Full_Name: Kristopher William Zyp Version: LMDB 0.9.23 OS: Windows URL: fhttps://github.com/kriszyp/node-lmdb/commit/dc290553acb57fa3f2d6d88a0d5e0200... Submission from: (NULL) (71.199.6.148)
In writemap mode in LMDB, it seems that a loose page can end up in me_dpages, causing a segfault on mdb_env_close or on writes after mdb_env_set_mapsize.
If I understand correctly, in MDB_WRITEMAP mode, dirty pages should never enter into me_dpages, since dirty pages directly refer to the mapped memory, and me_dpages are allocated from the heap (for reuse). However, I think a dirty page that has become a loose page can end up in me_dpages; it seems that when mdb_freelist_save() is called, it iterates through the loose pages and can end up calling mdb_dpage_free at https://github.com/LMDB/lmdb/blob/mdb.RE/0.9/libraries/liblmdb/mdb.c#L3114, allowing the loose page to end up in me_dpages. This means that me_dpages ends up with a reference to data in the memory map. And this becomes apparent if you call mdb_env_close or do a mdb_env_set_mapsize triggering a segfault when it attempts to free a memory map'ed page or access previously unmapped page.

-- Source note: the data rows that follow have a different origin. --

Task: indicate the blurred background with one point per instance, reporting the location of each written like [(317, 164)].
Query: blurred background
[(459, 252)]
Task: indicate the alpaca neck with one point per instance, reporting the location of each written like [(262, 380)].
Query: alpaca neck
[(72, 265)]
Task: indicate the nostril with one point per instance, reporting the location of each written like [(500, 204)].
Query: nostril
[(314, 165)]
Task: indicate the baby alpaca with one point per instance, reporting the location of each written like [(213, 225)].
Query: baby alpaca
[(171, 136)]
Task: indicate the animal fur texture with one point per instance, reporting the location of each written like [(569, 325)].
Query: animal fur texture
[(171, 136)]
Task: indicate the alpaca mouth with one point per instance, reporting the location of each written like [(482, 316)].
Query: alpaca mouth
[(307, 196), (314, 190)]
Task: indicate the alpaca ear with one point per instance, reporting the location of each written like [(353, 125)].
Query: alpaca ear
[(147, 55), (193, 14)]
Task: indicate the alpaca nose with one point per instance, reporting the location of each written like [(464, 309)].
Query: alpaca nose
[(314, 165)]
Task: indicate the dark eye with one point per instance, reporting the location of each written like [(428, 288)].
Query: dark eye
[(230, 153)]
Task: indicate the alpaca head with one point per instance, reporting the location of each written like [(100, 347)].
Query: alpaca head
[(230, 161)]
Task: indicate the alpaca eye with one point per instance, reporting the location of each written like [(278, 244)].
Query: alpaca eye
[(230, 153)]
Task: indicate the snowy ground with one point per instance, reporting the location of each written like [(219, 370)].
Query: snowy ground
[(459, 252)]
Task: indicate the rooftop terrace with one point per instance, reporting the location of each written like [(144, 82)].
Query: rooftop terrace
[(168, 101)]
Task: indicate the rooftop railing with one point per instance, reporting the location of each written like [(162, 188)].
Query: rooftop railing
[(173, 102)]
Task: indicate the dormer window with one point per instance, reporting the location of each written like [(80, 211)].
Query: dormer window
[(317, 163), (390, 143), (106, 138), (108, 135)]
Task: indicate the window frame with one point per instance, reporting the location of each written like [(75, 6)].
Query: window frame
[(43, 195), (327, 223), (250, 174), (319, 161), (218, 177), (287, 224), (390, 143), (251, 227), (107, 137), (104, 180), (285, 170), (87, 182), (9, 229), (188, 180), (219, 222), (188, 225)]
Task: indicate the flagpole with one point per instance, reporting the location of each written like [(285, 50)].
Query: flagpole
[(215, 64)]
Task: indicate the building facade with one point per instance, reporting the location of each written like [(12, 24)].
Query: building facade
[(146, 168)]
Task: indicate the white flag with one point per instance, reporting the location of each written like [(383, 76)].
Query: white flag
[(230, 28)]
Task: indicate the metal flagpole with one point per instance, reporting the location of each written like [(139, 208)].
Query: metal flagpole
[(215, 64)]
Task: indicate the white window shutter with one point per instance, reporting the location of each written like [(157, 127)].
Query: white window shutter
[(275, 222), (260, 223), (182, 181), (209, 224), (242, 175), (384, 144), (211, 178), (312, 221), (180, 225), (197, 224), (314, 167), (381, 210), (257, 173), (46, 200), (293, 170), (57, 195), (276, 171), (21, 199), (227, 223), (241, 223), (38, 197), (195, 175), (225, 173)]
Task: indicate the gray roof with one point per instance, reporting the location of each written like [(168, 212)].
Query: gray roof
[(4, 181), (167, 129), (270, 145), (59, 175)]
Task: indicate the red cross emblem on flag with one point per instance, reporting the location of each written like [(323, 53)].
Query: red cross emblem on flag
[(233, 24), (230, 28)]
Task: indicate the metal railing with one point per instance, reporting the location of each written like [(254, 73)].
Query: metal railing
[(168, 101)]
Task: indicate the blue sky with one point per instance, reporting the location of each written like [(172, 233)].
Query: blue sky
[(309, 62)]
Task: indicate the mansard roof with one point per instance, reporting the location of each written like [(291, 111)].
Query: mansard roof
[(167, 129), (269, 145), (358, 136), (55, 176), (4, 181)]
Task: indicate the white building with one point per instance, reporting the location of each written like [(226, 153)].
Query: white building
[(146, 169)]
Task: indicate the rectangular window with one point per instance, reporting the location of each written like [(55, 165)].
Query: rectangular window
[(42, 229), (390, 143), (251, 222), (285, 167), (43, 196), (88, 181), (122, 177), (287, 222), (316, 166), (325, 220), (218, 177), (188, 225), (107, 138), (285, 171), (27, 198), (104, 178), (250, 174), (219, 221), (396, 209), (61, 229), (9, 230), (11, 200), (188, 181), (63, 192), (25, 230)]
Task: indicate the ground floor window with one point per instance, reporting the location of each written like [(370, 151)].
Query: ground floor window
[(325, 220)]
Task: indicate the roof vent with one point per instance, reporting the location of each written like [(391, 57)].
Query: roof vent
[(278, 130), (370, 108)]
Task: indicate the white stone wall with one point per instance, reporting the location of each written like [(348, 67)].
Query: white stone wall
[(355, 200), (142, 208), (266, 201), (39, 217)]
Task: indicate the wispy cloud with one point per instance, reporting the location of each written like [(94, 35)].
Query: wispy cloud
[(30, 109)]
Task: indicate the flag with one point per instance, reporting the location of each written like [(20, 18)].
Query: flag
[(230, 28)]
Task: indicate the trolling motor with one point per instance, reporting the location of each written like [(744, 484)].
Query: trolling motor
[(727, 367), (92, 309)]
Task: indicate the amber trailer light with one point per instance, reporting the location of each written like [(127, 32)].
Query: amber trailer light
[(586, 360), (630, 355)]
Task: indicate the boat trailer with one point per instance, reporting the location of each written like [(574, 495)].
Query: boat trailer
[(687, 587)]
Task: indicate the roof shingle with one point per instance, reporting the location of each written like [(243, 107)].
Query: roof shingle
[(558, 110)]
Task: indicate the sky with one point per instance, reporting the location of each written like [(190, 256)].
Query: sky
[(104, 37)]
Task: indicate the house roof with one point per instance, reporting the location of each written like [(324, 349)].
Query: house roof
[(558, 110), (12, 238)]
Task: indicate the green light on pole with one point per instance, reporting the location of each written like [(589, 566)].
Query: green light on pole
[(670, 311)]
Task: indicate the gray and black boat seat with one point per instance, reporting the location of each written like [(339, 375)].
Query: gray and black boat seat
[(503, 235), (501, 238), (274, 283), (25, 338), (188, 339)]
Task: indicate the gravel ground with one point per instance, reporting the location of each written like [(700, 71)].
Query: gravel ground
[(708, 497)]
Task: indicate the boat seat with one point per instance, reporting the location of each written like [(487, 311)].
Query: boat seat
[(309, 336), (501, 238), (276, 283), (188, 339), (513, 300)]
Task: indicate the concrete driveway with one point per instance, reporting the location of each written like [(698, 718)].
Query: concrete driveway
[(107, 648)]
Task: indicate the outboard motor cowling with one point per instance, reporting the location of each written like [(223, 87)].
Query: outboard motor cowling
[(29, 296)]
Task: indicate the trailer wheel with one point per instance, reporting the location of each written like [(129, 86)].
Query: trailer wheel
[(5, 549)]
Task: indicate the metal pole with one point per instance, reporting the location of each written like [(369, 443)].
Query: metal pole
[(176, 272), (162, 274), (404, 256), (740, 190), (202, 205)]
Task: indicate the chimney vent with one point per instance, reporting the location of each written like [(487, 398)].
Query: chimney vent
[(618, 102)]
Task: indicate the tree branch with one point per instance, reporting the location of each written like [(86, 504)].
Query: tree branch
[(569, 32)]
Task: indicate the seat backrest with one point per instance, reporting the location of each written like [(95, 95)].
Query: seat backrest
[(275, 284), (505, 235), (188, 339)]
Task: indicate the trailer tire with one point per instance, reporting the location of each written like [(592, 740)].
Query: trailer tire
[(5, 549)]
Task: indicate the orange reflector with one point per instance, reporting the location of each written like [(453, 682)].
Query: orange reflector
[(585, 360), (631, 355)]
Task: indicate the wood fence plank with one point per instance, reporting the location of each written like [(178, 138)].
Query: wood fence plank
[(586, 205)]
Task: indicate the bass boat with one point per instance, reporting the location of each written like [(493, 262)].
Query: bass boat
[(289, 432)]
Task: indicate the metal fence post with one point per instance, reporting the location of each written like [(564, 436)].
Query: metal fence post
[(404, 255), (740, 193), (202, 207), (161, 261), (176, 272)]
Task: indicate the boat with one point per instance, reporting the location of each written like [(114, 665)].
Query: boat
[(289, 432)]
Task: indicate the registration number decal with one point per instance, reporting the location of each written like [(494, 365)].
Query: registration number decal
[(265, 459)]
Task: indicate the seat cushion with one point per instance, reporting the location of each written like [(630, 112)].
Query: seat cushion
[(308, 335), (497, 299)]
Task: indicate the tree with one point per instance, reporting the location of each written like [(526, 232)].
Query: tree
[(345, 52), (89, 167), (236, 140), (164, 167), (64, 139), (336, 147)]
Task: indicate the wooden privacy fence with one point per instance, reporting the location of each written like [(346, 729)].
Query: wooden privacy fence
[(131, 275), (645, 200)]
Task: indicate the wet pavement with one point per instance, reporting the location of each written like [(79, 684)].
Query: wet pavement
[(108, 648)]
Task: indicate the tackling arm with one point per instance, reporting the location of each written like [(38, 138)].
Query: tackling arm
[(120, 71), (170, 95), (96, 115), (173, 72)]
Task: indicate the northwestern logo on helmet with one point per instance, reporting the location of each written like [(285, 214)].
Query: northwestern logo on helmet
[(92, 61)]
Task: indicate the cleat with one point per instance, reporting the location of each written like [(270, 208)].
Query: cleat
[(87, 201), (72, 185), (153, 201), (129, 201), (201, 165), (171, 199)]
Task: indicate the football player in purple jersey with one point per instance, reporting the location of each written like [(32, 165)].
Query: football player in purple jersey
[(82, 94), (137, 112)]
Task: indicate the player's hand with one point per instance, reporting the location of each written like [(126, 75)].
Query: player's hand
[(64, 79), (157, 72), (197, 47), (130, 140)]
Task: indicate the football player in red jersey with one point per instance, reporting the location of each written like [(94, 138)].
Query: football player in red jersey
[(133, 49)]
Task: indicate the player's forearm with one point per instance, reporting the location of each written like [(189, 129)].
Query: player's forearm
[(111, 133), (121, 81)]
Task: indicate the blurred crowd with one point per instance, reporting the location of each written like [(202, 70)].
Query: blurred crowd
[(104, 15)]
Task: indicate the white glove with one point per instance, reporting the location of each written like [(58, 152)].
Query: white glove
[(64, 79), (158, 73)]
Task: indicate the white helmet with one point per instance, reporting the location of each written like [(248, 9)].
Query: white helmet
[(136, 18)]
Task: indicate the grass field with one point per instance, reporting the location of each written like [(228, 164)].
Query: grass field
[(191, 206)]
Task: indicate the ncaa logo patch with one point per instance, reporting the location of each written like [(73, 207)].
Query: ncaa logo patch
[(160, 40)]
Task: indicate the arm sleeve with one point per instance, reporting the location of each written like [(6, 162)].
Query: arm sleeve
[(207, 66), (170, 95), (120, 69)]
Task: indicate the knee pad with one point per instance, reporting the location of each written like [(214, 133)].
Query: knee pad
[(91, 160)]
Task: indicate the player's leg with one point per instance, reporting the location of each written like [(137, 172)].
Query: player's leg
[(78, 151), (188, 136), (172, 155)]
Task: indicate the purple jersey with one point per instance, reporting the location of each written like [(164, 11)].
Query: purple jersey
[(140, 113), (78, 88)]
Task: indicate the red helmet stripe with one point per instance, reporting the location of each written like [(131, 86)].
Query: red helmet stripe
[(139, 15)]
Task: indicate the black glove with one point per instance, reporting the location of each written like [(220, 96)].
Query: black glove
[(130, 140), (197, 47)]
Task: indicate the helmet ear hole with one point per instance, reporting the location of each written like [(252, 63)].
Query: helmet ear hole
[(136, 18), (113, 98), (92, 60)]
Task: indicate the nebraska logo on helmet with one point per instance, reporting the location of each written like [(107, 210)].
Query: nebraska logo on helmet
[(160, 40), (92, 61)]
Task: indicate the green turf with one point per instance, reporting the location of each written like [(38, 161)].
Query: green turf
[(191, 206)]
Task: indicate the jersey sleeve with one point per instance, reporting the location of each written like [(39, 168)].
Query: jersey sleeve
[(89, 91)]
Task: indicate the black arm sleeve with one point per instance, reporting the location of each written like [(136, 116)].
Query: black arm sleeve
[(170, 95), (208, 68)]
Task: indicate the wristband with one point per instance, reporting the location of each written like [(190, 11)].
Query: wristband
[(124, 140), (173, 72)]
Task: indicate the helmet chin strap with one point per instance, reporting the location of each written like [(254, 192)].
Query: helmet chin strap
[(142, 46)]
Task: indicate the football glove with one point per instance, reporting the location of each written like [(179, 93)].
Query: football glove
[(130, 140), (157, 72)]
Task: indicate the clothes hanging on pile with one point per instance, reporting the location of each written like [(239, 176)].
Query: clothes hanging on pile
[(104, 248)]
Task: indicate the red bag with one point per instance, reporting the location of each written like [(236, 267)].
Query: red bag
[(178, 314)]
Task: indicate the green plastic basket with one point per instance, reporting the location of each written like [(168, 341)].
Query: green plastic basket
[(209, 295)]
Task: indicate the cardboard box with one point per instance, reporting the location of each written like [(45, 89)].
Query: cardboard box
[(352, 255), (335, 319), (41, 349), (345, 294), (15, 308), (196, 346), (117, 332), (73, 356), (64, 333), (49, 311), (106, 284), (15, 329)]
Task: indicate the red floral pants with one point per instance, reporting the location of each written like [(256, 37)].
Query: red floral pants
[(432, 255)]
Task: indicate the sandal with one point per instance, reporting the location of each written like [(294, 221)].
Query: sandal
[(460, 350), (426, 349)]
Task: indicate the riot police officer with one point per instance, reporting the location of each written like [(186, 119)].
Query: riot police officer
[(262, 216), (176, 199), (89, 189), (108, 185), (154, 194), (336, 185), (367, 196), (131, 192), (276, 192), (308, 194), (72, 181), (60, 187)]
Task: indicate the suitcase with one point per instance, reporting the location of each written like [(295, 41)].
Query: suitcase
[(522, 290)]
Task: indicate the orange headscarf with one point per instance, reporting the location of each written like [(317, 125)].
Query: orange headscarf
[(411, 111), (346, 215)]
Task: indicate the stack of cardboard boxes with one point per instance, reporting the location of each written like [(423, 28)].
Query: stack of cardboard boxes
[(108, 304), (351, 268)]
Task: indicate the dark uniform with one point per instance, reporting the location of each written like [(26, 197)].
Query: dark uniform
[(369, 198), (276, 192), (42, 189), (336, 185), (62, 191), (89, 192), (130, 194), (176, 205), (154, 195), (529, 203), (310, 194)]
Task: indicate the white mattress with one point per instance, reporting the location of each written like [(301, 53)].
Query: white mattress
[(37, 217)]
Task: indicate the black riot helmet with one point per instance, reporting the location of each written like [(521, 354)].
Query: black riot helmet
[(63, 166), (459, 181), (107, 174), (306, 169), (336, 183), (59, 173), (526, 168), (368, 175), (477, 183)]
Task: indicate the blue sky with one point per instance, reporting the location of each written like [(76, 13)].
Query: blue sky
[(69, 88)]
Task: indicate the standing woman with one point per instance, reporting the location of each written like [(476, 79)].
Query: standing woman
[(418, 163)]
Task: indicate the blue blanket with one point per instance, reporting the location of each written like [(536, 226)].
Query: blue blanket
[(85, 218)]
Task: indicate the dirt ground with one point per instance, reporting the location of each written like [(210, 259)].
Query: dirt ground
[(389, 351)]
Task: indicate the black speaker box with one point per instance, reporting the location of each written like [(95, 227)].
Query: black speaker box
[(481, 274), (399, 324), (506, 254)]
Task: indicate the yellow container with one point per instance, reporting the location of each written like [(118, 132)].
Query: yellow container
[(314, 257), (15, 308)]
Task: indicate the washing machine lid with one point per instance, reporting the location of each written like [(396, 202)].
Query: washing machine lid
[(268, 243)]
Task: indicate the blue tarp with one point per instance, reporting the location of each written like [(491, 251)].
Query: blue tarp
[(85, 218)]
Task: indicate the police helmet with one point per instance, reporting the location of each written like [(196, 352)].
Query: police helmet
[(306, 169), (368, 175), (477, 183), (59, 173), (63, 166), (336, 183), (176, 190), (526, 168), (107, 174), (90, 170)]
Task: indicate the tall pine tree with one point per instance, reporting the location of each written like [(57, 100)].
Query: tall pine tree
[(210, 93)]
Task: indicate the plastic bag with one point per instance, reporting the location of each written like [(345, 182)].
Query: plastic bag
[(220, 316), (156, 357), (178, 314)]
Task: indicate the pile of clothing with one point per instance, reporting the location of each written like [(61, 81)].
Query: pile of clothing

Everywhere else in the code, the MDB_WRITEMAP flag prevents any calls to mdb_dpage_free (or mdb_dlist_free) in writemap mode (which I assume is intentional), except in mdb_freelist_save. It seems like the mdb_dpage_free call just needs to be moved up a few lines to the else block of the MDB_TXN_WRITEMAP conditional, so that it also won't be called in writemap mode.
I apologize I can't provide a more isolated test case. This combination actually seems to be pretty rare occurrence, and very difficult to reproduce, I only occasionally observe it happening with large amounts of operations with frequent closing/resizing of the env. And I don't understand the internals to be 100% confident of this, and perhaps I am misunderstanding this code path. But, it does seems like this fix prevents these crashes for us, and seems like ensuring there are no mdb_dpage_free calls in writemap mode (only mdb_page_free calls) is the legitimate intention of the code.
The attached URL contains the fix as a patch (against the node-lmdb project).